John Shaw, who served on the board since its inception, called the decision to disband the museum board “nothing more than a poorly-veiled vendetta against the museum board in an effort to shift focus from the lack of support for moving forward with the history museum. If the mayor had wanted any of these things to move forward, they could have.”

Shaw cited pushback from the board to city decisions regarding a $23 million insurance settlement the city received after the museum fire, specifically the handling of $2 million in collections derived from the value of the museum items that burned.

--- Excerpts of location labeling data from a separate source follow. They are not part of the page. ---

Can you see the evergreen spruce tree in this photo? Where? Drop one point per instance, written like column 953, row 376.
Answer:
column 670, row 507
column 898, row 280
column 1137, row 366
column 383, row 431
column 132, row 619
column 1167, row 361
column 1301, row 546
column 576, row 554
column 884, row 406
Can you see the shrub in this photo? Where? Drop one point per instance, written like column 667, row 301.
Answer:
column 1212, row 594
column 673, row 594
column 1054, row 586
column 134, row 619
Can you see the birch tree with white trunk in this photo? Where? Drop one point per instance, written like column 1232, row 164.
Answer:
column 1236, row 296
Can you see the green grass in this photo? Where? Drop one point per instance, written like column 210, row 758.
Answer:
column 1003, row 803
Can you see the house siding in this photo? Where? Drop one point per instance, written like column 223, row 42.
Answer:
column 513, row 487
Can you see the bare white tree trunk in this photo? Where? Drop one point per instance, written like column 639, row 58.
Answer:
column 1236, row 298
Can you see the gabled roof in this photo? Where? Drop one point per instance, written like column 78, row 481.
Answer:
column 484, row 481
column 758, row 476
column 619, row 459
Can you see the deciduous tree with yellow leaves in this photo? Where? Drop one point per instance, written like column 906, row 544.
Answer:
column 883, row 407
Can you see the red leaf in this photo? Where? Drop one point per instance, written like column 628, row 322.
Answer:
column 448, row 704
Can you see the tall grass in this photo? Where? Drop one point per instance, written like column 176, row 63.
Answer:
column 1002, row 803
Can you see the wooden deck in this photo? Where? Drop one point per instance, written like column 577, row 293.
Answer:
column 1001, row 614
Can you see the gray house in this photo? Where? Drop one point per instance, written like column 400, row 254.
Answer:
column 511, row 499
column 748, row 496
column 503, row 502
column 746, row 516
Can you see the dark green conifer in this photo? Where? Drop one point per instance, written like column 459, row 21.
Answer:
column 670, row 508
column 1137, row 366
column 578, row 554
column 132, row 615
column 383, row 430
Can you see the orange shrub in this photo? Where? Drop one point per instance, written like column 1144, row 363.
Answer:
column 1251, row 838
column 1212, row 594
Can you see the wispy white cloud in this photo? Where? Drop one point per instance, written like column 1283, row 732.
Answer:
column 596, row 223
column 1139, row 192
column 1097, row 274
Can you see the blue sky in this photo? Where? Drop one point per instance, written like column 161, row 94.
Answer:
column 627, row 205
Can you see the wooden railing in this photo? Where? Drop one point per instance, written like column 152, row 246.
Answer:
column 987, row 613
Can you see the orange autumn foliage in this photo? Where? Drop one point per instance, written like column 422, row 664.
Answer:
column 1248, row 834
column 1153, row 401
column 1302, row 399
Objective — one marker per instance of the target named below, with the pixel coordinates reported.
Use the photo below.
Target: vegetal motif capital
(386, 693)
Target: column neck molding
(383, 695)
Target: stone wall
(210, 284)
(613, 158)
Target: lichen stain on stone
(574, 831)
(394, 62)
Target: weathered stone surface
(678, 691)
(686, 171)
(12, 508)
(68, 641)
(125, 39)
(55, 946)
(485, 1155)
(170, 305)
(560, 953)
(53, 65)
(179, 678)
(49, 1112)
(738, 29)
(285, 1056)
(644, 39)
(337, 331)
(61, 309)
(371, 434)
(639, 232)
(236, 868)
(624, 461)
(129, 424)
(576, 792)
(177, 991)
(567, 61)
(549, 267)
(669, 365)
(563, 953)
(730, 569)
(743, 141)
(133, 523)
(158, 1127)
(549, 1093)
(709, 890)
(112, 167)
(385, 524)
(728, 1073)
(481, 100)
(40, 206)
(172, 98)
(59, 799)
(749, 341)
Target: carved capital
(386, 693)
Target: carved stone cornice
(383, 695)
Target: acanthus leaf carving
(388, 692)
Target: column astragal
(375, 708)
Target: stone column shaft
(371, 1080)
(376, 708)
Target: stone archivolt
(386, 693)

“Over the years, major steps that we’ve taken to the city have been denied and stopped over various concerns, and most of it is the lack of commitment by the city,” he said

Eight people served on the board, including one city council seat, filled by Deborah Ross.

“We did have a very talented board,” said Donovan, the board chair. “We had people that knew what they were doing there, had very good ideas, and basically got shot down all the time.”

In an interview on Thursday, Douglas Orr, who was sworn in as mayor of Aberdeen and will take over at the first meeting in January, said he supports Schave’s decision to disband the board but that he planned to offer its members to stay involved with the museum process.

In that process, Orr said, he would like to more heavily involve the Friends of the Aberdeen Museum group, a nonprofit. Orr recently resigned from his position as a member-at-large on the Friends of the Aberdeen Museum Board, following his election as Aberdeen mayor.

The group’s treasurer, Nancy Cuyle, said volunteers from the Friends have been the main workforce cataloguing the inventory at the new museum building, and in September hosted a 40th anniversary party for the museum there.

The Friends of the Aberdeen Museum formed in 1976 and ran the museum from when it opened in 1983 until the fire.

Cuyle said she hoped to continue working with members of the disbanded Board of Museum and History.